Wednesday, January 16, 2013
Do We Grade Typing Speed?
Grading exams is the hardest part of being a law professor. Evaluating essay exams with any precision is a challenge. And I frequently revisit what I’ve done to ensure that I’m grading in the most accurate way.
Exams are often scored as a series of points. The more a student says about the essay prompt, the more points a student earns. The more points a student earns, the higher grade she earns.
Well, that’s not quite it. The first stage, “The more a student says about the essay prompt,” comes with a caveat: the student must say something relevant, something in response to the call of the question. But that’s hasn’t stopped law students from passing along the tale that one of the most important things to law school success is typing as many words as possible.

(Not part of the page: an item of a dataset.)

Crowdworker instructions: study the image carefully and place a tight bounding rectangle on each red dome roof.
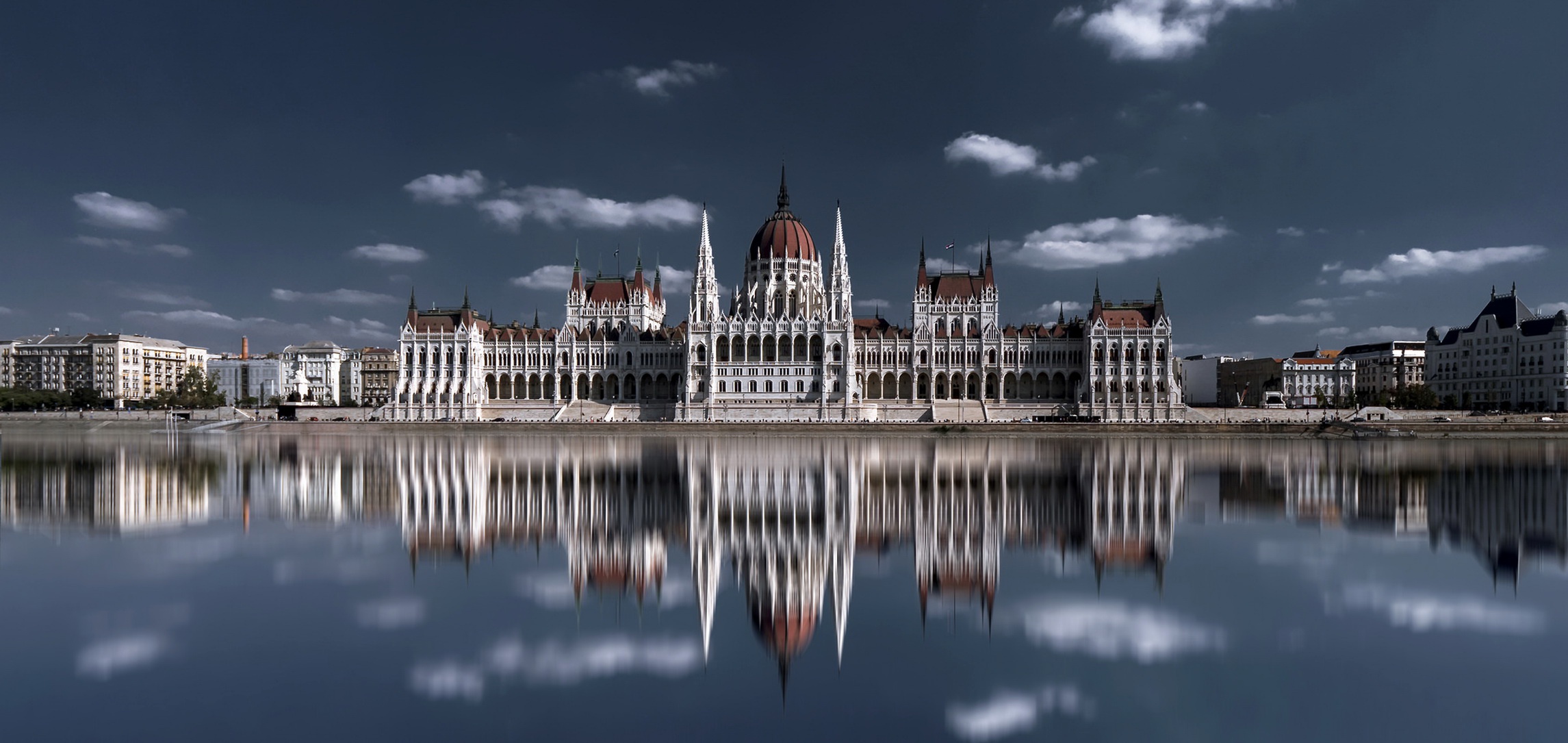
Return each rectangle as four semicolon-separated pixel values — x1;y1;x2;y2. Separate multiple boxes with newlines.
747;169;817;260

It’s hard to read the advice given to law students, usually from one another, discussing exam-taking techniques to this effect. One is the “attack outline,” a pre-written series of answers (mostly black-letter law) that the student can vomit upon the screen when there’s any essay prompt in the general vicinity of said pre-written answer for an open-book exam. For instance, if the question is one about, say, “personal jurisdiction,” a four-paragraph regurgitation of everything about personal jurisdiction, relevant or not, will appear on the page.

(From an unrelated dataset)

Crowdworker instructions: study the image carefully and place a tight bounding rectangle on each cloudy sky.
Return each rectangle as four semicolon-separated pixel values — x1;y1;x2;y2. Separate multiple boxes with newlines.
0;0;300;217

So, is there any truth to word counts as a proxy for better grades? Mostly no, in my experience.
Yes, of course, the student who types more usually has more to say because she usually “gets” more. She usually spots more issues, she usually grasps nuances, she usually has a superior analysis. So, more words would mean a higher score.
But, that’s not always the case. Longer answers invite discussion of irrelevant material. Well-crafted outlines threatened to go unused if none of the essays ask about certain topics, and students find an outlet for discussion of them. Students find themselves addressing tangential material as a prophylactic measure.
I look at my answers each year to see if I can find a trend. These are essay answers from a first-year course, the X-axis point values, the Y-axis word count. (Also, I’m deeply grateful to my colleagues Rob Anderson, who blogs at WITNESSETH, and Babette Boliek for their data-driven support.)
The answer lengths ranged from around 1200 to 3100, with a median of 2311. Scores ranged from the high 30s to over 140, with a median of 87. The red dot in the center represents both medians. (Points were later added to other graded components and converted to a grading scale.)
I ran a regression analysis, and, as you can see, the R² is only 0.31, which is fairly low, but not insignificant.
But let me slice the data one more way. The relationship is largely driven by outliers on the negative side. If I take out the five lowest scores (it’s unlikely those students performed poorly because of typing; it’s probably that they simply didn’t have as much analysis), there’s not much of a relationship at all, as the R² drops to 0.14. (For those not statistically inclined, that's pretty low.)
I note a few items. First, it was almost impossible to exceed the median score using fewer than 2000 words. That suggests some minimum threshold of analysis necessary.
Second, high scores didn’t necessarily come with wordier answers. There were answers in the range of 3000 words below the median, and answers in the range of 2200 words among the very highest scores in the class.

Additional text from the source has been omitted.